REPUBLIKA.CO.ID,JAKARTA -- Masa cuti Basuki Tjahaja Purnama atau Ahok sebagai gubernur DKI Jakarta akan selesai setelah waktu kampanye pada akhir pekan ini. Kembalinya Ahok sebagai gubernur DKI padahal telah berstatus terdakwa ini menuai kritik di masyarakat. Karena Menteri Dalam Negeri (Mendagri) Tjahjo Kumolo menegaskan penonaktifan Ahok menunggu pembacaan penuntutan oleh JPU.
Mengomentari persoalan ini, pengamat hukum tata negara, Margarito Kamis, menegaskan alasan Mendagri penonaktifan Ahok menunggu pembacaan penuntutan oleh JPU itu mengada-ada. Karena dalam aturannya Undang-Undang (UU) Nomor 23 Tahun 2014 tidak ada penjelasan tentang itu.
"Saya minta kepada Mendagri jangan mengada-ngada, menunggu JPU (jaksa penuntut umum) melakukan penuntutan baru bisa diberhentikan. Argumentasi itu seribu persen mengada-ada," kata Margarito kepada Republika.co.id, Rabu (8/2).

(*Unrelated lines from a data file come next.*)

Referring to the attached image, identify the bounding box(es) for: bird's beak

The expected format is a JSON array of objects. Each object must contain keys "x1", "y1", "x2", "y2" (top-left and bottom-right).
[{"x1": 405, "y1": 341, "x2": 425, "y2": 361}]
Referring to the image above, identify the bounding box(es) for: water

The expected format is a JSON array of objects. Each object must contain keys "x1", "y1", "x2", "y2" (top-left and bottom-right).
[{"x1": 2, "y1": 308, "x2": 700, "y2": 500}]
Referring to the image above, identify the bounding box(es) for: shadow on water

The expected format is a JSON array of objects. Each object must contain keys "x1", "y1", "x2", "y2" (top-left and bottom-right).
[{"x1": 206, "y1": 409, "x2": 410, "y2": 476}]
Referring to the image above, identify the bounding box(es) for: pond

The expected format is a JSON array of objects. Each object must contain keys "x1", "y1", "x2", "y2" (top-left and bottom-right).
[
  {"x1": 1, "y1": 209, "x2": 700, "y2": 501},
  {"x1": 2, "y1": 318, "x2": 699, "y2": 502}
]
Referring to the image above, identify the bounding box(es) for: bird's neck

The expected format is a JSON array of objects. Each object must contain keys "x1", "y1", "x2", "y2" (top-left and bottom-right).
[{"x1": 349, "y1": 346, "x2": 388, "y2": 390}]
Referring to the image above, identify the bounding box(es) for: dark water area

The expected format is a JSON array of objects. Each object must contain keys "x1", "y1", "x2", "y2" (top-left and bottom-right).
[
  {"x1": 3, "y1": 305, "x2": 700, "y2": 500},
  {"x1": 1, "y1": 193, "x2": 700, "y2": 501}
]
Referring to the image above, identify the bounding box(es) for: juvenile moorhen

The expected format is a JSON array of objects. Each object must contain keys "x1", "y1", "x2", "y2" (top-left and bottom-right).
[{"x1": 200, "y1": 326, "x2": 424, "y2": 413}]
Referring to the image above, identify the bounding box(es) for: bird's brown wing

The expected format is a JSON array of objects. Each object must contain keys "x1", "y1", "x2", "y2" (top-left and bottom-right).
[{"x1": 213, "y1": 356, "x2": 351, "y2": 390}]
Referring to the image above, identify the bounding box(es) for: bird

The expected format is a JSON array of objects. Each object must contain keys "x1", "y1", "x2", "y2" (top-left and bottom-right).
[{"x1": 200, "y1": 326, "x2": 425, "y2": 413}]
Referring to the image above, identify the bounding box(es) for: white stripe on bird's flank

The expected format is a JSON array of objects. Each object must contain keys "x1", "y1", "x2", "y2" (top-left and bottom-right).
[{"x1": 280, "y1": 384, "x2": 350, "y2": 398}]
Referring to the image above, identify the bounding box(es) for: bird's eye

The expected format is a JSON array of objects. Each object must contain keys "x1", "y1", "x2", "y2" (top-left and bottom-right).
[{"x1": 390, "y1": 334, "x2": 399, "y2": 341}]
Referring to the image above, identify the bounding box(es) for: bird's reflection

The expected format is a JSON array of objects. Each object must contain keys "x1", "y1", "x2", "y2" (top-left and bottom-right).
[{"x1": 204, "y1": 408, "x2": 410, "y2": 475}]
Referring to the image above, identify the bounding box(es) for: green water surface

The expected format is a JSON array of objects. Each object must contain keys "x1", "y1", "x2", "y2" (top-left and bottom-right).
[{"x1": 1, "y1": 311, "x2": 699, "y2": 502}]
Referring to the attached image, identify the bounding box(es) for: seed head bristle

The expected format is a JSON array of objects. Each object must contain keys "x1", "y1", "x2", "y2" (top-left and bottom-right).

Margarito menegaskan, kalau Mendagri masih juga memaksakan logika hukumnya seperti itu maka akan sungguh memalukan. Ia pun bertanya siapa yang memberi masukan ke Mendagri soal logika hukum seperti itu.
UU Nomor 23 Tahun 2014 tentang Pemerintahan Daerah, pasal 83 ayat 1 berbunyi "Kepala daerah dan/atau wakil kepala daerah diberhentikan sementara tanpa melalui usulan DPRD karena didakwa melakukan tindak pidana kejahatan yang diancam dengan pidana penjara paling singkat 5 (lima) tahun, tindak pidana korupsi, tindak pidana terorisme, makar, tindak pidana terhadap keamanan negara, dan/atau perbuatan lain yang dapat memecah belah Negara Kesatuan Republik Indonesia."
Pada ayat 2 berbunyi, "Kepala daerah dan/atau wakil kepala daerah yang menjadi terdakwa sebagaimana dimaksud pada ayat (1) diberhentikan sementara berdasarkan register perkara di pengadilan."